Contudo, apesar do carnaval ter se tornado uma vitrine de criatividade e cultura, a crescente busca por patrocínios e a necessidade de agradar um público diversificado têm gerado preocupações sobre a perda de sua essência. O que antes era ignorado por muitos, hoje é reconhecido como uma oportunidade de investimento, lucro e retorno. Esse protagonismo dado ao povo preto não apenas ressignifica a importância cultural, mas também impulsiona a economia. A visibilidade gerada movimenta os cofres públicos, atrai a iniciativa privada, gera renda, cria empregos e impacta a vida de inúmeros trabalhadores, direta e indiretamente, fortalecendo a engrenagem social e econômica da cidade.

Hoje, as escolas  enfrentam dilemas ao equilibrar as demandas comerciais com o desejo de manter a autenticidade cultural em seus desfiles. Embora os patrocínios sejam importantes para a viabilidade financeira das agremiações, muitos questionam se essa dependência compromete o espaço para as narrativas culturais profundas e politicamente engajadas.

Um exemplo clássico desse processo é o desfile da Portela, maior campeã do carnaval carioca, em 2010, patrocinado pela empresa de tecnologia Positivo. O tema “inclusão digital” e o patrocínio levantaram críticas sobre o impacto da mercantilização na autonomia criativa das escolas de samba. O enredo controverso e alvo de duras críticas levou a escola de samba a despencar na classificação geral, derrubando-a da 3ª posição, alcançada em 2009, para a 9ª. A parceria evidenciou como interesses comerciais podem impactar o fazer artístico-cultural, muitas vezes em favor de uma estética mais alinhada ao mercado, o que resulta em um distanciamento das questões históricas e sociais que o carnaval originalmente aborda.

Imagem 4: Tradicional águia da Portela no desfile de 2010/ Reprodução: Ricardo Almeida/Galeria do Samba

Embora frente aos desafios da mercantilização e da apropriação cultural no carnaval carioca, a cultura preta segue sendo o coração pulsante dessa festa.

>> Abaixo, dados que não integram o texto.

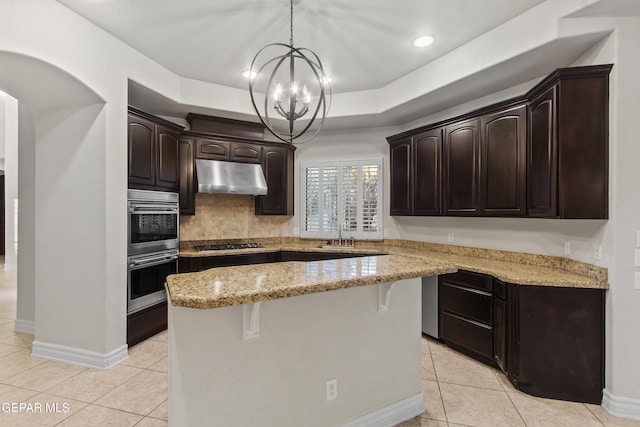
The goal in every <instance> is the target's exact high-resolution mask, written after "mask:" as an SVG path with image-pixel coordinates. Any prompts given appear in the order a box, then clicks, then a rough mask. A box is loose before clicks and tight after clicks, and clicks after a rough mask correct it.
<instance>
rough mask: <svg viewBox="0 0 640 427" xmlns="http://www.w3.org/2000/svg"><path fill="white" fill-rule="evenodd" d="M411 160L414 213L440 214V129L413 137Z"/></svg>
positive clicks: (440, 162) (441, 151) (440, 207)
mask: <svg viewBox="0 0 640 427" xmlns="http://www.w3.org/2000/svg"><path fill="white" fill-rule="evenodd" d="M413 160H414V161H413V170H414V174H413V180H414V191H413V197H414V202H413V212H414V214H415V215H442V203H441V174H442V171H441V166H442V129H433V130H430V131H427V132H424V133H421V134H418V135H415V136H414V137H413Z"/></svg>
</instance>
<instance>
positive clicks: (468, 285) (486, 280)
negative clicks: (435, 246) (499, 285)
mask: <svg viewBox="0 0 640 427" xmlns="http://www.w3.org/2000/svg"><path fill="white" fill-rule="evenodd" d="M440 279H441V280H442V281H443V282H447V283H453V284H456V285H462V286H465V287H468V288H474V289H480V290H483V291H486V292H493V277H491V276H487V275H484V274H480V273H472V272H470V271H458V272H456V273H451V274H445V275H444V276H440Z"/></svg>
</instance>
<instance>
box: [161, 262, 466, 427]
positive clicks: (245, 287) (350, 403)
mask: <svg viewBox="0 0 640 427" xmlns="http://www.w3.org/2000/svg"><path fill="white" fill-rule="evenodd" d="M454 271H456V268H455V266H453V265H452V264H450V263H443V262H439V261H430V260H428V259H426V258H423V257H413V256H404V255H381V256H369V257H358V258H345V259H337V260H325V261H307V262H280V263H273V264H259V265H245V266H235V267H220V268H215V269H210V270H205V271H202V272H199V273H187V274H178V275H174V276H169V277H168V278H167V291H168V294H169V408H170V409H169V414H170V415H169V417H170V418H169V421H170V424H171V425H203V424H207V425H221V426H222V425H223V426H246V425H274V426H275V425H277V426H300V425H305V426H332V425H349V426H358V425H362V426H365V425H366V426H375V425H393V424H394V423H399V422H401V421H403V420H406V419H409V418H412V417H414V416H416V415H418V414H420V413H422V412H423V410H424V404H423V397H422V391H421V380H420V378H421V374H420V373H421V366H420V364H421V350H420V340H421V339H420V337H421V327H420V320H421V298H420V292H421V289H420V284H421V279H420V278H421V277H425V276H433V275H439V274H446V273H451V272H454ZM334 380H335V381H334Z"/></svg>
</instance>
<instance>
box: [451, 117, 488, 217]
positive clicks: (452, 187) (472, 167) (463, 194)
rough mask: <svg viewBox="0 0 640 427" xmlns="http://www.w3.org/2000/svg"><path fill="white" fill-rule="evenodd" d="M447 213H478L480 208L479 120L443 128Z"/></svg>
mask: <svg viewBox="0 0 640 427" xmlns="http://www.w3.org/2000/svg"><path fill="white" fill-rule="evenodd" d="M443 163H444V167H443V171H444V187H445V214H446V215H476V214H478V212H479V211H480V204H479V195H480V120H479V119H477V118H474V119H471V120H464V121H461V122H457V123H453V124H451V125H449V126H446V127H445V128H444V161H443Z"/></svg>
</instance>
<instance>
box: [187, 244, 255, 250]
mask: <svg viewBox="0 0 640 427" xmlns="http://www.w3.org/2000/svg"><path fill="white" fill-rule="evenodd" d="M263 247H264V246H262V245H261V244H260V243H219V244H214V245H203V246H194V247H193V249H195V250H196V251H224V250H228V249H255V248H263Z"/></svg>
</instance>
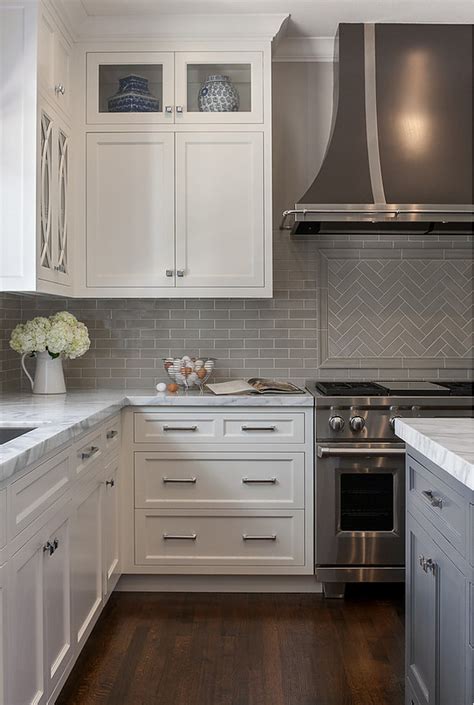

O samba, mais do que nunca, se reafirma como uma resistência, não apenas histórica, mas também um grito de esperança e afirmação para as futuras gerações.

Para jovens como Pedro Leal, da Mangueira, o carnaval é um palco global para demonstrar a resistência do povo preto. “Eu espero que, em alguns anos, a nossa população enxergue os verdadeiros ícones deste país e a quantidade de mortes e sangue derramado que precisou acontecer para que cheguemos nos dias atuais. Que os nossos carnavais passem a ser montados por pessoas pretas, sempre trazendo à tona a cultura afro e as dores de nossos ancestrais, sem esquecer da luta pela vida e dignidade dos pretos do Brasil”.